Thanks for this fascinating read. I really want to see the film. (I'm British and somehow I managed to miss it both in cinemas and on TV, but at least it's now out on disc.) What a great collaborative moment between an esteemed filmmaker and an esteemed museum.

January 11, 2019 | Unregistered CommenterEdward L.

This is by far the best critique of Jackson's superb ( and it is superb) film that I have read. Most reviews have been by film critics and not historians which makes this rather more interesting. You mention the interviews that Jackson used in the making of the film. As you probably know, these were made in the late 1950s and early 60s for the BBC's seminal documentary "The Great War" which was the first of a run of great documentaries made in a similar style, including "The World at War" and Ken Burns's "Civil War". As you correctly pointed out, these suffer from what the late, great John Keegan in his highly influential "The Face of Battle" called the "Bullfrog" effect. The old soldiers had stories to tell (I noticed that the poet Edmund Blunden was one of those interviewed), a fact reinforced by the fact that there were two VC winners listed at the end of the film (by definition a VC winner had a story to tell!). So the voices used were slightly self-selecting.

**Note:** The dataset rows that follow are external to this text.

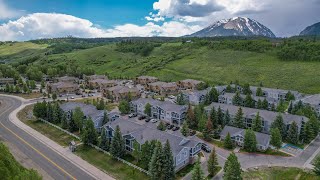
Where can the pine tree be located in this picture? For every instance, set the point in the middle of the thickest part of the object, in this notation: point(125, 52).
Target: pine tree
point(197, 173)
point(257, 123)
point(227, 143)
point(265, 104)
point(279, 123)
point(156, 163)
point(168, 163)
point(293, 134)
point(259, 92)
point(232, 168)
point(213, 163)
point(227, 118)
point(184, 130)
point(117, 147)
point(220, 115)
point(89, 134)
point(237, 100)
point(276, 140)
point(238, 120)
point(250, 141)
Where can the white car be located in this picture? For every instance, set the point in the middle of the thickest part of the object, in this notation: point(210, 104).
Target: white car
point(154, 120)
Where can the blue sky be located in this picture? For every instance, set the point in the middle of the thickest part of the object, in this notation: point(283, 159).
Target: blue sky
point(22, 20)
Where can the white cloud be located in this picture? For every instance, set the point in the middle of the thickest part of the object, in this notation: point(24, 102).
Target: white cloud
point(6, 12)
point(49, 25)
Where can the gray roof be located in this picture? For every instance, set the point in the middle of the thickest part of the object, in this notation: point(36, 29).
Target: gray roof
point(266, 115)
point(143, 133)
point(262, 139)
point(165, 105)
point(87, 109)
point(313, 100)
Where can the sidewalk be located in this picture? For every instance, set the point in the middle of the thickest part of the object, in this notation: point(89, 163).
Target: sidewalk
point(64, 152)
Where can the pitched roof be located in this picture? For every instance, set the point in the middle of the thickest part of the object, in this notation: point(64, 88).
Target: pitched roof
point(262, 139)
point(266, 115)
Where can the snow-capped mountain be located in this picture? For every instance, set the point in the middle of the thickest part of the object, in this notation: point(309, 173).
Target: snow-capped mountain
point(237, 26)
point(311, 30)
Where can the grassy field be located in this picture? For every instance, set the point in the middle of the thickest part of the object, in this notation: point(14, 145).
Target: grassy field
point(279, 173)
point(106, 163)
point(173, 61)
point(52, 133)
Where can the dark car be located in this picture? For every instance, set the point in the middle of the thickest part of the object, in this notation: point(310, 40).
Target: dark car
point(142, 117)
point(170, 126)
point(148, 119)
point(206, 148)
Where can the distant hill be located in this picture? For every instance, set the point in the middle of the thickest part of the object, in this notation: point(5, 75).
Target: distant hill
point(237, 26)
point(311, 30)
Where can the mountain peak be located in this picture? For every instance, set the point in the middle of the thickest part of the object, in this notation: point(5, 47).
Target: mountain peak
point(236, 26)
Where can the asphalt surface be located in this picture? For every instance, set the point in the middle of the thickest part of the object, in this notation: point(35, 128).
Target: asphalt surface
point(50, 161)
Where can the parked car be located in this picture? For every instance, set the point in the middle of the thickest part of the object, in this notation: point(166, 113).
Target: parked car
point(170, 126)
point(142, 117)
point(132, 115)
point(175, 128)
point(206, 148)
point(148, 119)
point(154, 120)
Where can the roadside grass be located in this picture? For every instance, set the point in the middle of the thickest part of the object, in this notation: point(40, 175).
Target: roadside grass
point(108, 164)
point(56, 135)
point(279, 173)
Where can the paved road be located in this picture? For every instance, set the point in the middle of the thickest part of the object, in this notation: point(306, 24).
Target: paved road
point(51, 162)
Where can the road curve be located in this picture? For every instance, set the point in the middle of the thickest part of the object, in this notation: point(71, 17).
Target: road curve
point(56, 166)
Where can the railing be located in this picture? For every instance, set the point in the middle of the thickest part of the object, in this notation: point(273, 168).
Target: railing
point(96, 147)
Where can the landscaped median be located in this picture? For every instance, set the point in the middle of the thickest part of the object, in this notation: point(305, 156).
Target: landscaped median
point(101, 160)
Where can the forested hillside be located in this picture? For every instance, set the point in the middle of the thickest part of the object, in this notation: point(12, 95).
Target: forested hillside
point(280, 63)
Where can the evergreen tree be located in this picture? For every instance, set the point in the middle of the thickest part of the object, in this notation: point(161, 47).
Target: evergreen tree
point(248, 101)
point(184, 130)
point(227, 143)
point(168, 163)
point(227, 118)
point(257, 123)
point(276, 140)
point(265, 104)
point(316, 164)
point(214, 118)
point(279, 123)
point(232, 168)
point(78, 118)
point(117, 147)
point(250, 141)
point(220, 119)
point(124, 107)
point(237, 100)
point(259, 92)
point(156, 163)
point(238, 120)
point(147, 109)
point(213, 163)
point(89, 134)
point(64, 121)
point(293, 134)
point(197, 173)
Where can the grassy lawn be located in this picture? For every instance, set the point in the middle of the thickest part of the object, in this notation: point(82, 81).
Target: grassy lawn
point(52, 133)
point(108, 164)
point(269, 152)
point(184, 171)
point(279, 173)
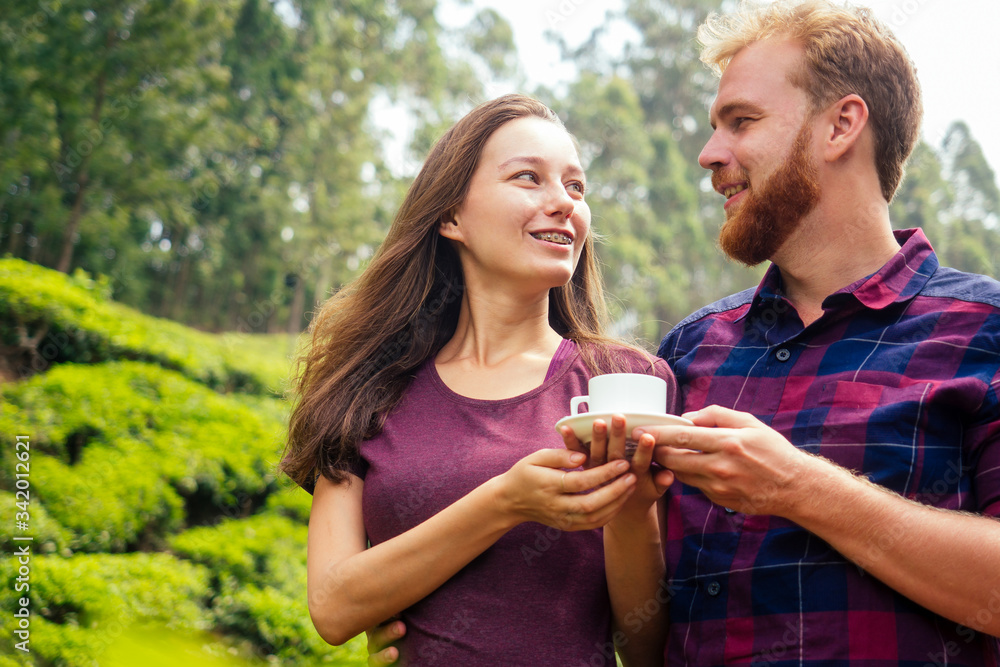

As far as the subject selection was concerned, I suspect that Jackson was limited, especially for the scenes shot as close to the front as possible, with what was available. Many would have recognised the Beaumont Hamel mine going up and the sunken lane with the Lancashire Fusiliers about to attack. Both scenes were shot within a few minutes of each other by Geoffrey Malins on the catastrophic 1st July 1916. (Many of the soldiers shown would have been dead within 20 minutes of that scene being made [ I nearly said "shot"]) . They are iconic images of WW1 and I doubt that there are too many other film scenes taken as close as those were to the battlefront.

Yes: the film was commission by the IWM ( with funding from the UK government) to commemorate the end of the war and is the story of the British Tommy in that disaster, It isn't the history of the Canadians, the New Zealanders, the Aussies, the Indians, the BWIR etc. They all played a massive part in the war (the Indians, for example, plugged a massive manpower gap in the Western Front throughout 1915), But it isn't their story..

January 12, 2019 | Unregistered CommenterPyers S

Thank you so much for this. It was a fascinating read. I knew if I were to cover it it’d be entirely ill informed. HAVING SAID THAT, this film gave me the whim whams while at the same time announcing itself as a boldly ambitious effort. The colorization and animations are impressive but often produced a strange effect of rendering a lot of the footage as fake or, I guess, like a movie. The colours seemed off for starters, like a 1980s British television series. And the reframe animation technique offered some strange effects to the footage that took me out of a documentary headspace.

I would love to see the technique used, however, to perhaps tape up classic silent movies. There’s value to it.